Velbert. . Germanistikstudenten aus Polen zu Gast bei den Oberschlesiern. Sie nennen die Region ihr Zuhause, aus der drei Velberter einst vertrieben wurden.

Nach dem Zweiten Weltkrieg aus Schlesien vertrieben, erst von den Russen, dann von den Polen – so ging es vielen Deutschen, unter ihnen auch Gerda Schulz, Ursula Olschak und Josef Kubitza. Ganz unterschiedlich sind sie geflüchtet, am Ende aber alle nach Velbert gekommen.
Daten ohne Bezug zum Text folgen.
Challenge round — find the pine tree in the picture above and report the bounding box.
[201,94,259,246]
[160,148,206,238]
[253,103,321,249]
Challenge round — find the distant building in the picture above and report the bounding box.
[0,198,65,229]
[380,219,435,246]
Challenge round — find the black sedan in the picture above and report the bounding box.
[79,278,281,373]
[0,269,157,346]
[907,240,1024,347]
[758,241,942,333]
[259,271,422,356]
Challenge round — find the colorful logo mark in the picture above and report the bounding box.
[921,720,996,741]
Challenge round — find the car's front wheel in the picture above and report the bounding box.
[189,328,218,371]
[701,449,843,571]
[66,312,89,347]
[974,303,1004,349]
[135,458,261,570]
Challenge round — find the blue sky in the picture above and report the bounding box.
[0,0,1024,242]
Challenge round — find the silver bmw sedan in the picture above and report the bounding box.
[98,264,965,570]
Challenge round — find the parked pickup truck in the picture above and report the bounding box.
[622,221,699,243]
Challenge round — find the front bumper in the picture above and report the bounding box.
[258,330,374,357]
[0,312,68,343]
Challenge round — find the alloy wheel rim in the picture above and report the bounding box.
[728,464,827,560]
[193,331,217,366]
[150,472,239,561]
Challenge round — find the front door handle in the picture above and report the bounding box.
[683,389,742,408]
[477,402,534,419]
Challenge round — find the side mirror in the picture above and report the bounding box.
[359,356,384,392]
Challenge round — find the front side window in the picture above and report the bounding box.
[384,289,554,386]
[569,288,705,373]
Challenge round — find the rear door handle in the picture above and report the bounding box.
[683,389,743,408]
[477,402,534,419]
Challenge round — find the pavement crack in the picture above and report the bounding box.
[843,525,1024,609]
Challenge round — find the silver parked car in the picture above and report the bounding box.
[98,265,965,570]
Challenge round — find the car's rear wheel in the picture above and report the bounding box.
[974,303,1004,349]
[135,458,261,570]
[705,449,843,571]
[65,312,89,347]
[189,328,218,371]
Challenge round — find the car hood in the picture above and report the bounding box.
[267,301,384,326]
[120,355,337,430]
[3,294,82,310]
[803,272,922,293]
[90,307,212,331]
Ihre ursprüngliche Heimat können sie auch heute nicht vergessen, ebenso wenig Vertreibung und Aussiedlung. Von ihren Erinnerungen haben sie nun 35 polnischen Germanistikstudenten in der Bürgerstube erzählt. „Wenn Zeitzeugen über ihre Erlebnisse sprechen, trifft mich das viel mehr, als wenn ich es in der Schule lerne“, sagt der 24-jährige Lukasz, der wie die anderen Studenten aufmerksam zuhört.

Sie alle leben heute im oberschlesischen Industriegebiet, nennen die Region ihr Zuhause, aus der die drei Velberter einst vertrieben wurden. „Die Thematik ist uns deshalb sehr nah und wirklich interessant.“ Ursula Olschak hat neben ihren Erzählungen auch eine alte Geburtstagskarte im Gepäck, die ihr eine Freundin von daheim 1947 ins Erzgebirge geschickt hat. Sie reicht die Karte weiter, einige Polen schauen sie lange an. „Man kann sich das alles gar nicht mehr vorstellen“, meint Lukasz.

Das Zeitzeugengespräch ist Teil eines fünftägigen Seminars, das die Landsmannschaft Schlesien, Ortsverband Velbert, für die polnischen Studenten organisiert hat. Mitglied Joachim Karwoczik, der das Projekt gemeinsam mit Damian Spielvogel, dem ehrenamtlichen Vorsitzenden vor Ort, leitet, erklärt: „Unsere Hauptaufgabe ist es, Jugendliche beim Lernen der deutschen Sprache zu unterstützen.“ Daneben wollen sie auch über den Tellerrand schauen, über die gemeinsame Geschichte sprechen. Deshalb haben sie mit den polnischen Gästen zum Beispiel die Ostdeutsche Gedenkstätte und das Grab polnischer Zwangsarbeiter auf dem Waldfriedhof besucht. Außerdem standen Ausflüge nach Bonn und Köln sowie eine Begegnung mit deutschen Studenten auf dem Plan.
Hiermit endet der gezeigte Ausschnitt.